Bulge Formation at Intermediate Redshift
Lauren MacArthur
June 20-22, 2007
We are addressing these and other related questions with a sample of bulges
spanning the redshift range 0.1<z<1.0 selected from the GOODS survey.
We use the GOODS HST-ACS imaging (left panels) to extract the photometric
parameters of the bulge component using simultaneous bulge-to-disk
decompositions (middle panels) and spectroscopy from DEIMOS
on Keck to derive kinematic parameters (right panels; upper is the velocity
dispersion profile, lower is the rotation curve). These data allow us to
construct the Fundamental Plane for our distant bulges which, in turn,
yields constraints their mass assembly history.
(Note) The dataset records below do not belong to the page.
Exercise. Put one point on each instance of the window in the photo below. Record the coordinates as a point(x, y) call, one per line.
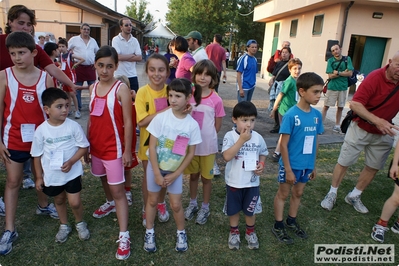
point(318, 25)
point(294, 27)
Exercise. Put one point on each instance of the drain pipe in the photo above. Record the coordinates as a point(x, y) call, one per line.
point(345, 20)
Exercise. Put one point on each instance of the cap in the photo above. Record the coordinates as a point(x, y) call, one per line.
point(194, 35)
point(251, 42)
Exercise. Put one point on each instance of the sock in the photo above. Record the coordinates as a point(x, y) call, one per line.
point(278, 225)
point(333, 189)
point(355, 192)
point(181, 231)
point(234, 230)
point(250, 229)
point(151, 231)
point(290, 220)
point(382, 223)
point(193, 202)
Our analysis
culminates with a comparison of our results with similar analyses of pure
spheroidal galaxies (ellipticals and lenticulars) and with predictions from
hierarchical galaxy formation models to help distinguish between the above
scenarios for bulge formation and evolution.
The history of the formation and evolution of galactic bulges remains a key
issue in understanding the origin of the Hubble sequence.
Originally thought to form at high redshift as "miniature ellipticals"
through dissipationless collapse, their continued growth as predicted via
the merging of smaller fragments in hierarchical
models is consistent with the diversity observed in their present-day stellar
populations. However, what governs this growth and whether it is related to
the properties of galactic disks is unclear. Some authors have argued for
a secular bulge growth by the dynamical rearrangement of disk material in
the presence of a bar, while others argue that bulges follow the same
evolutionary path as pure spheroidal galaxies. Any bulge evolution scenario
must also be consistent with the tight empirical correlation between
bulge and central black hole masses. The wide range in physical scales
spanned by these scaling relations presents a major theoretical challenge.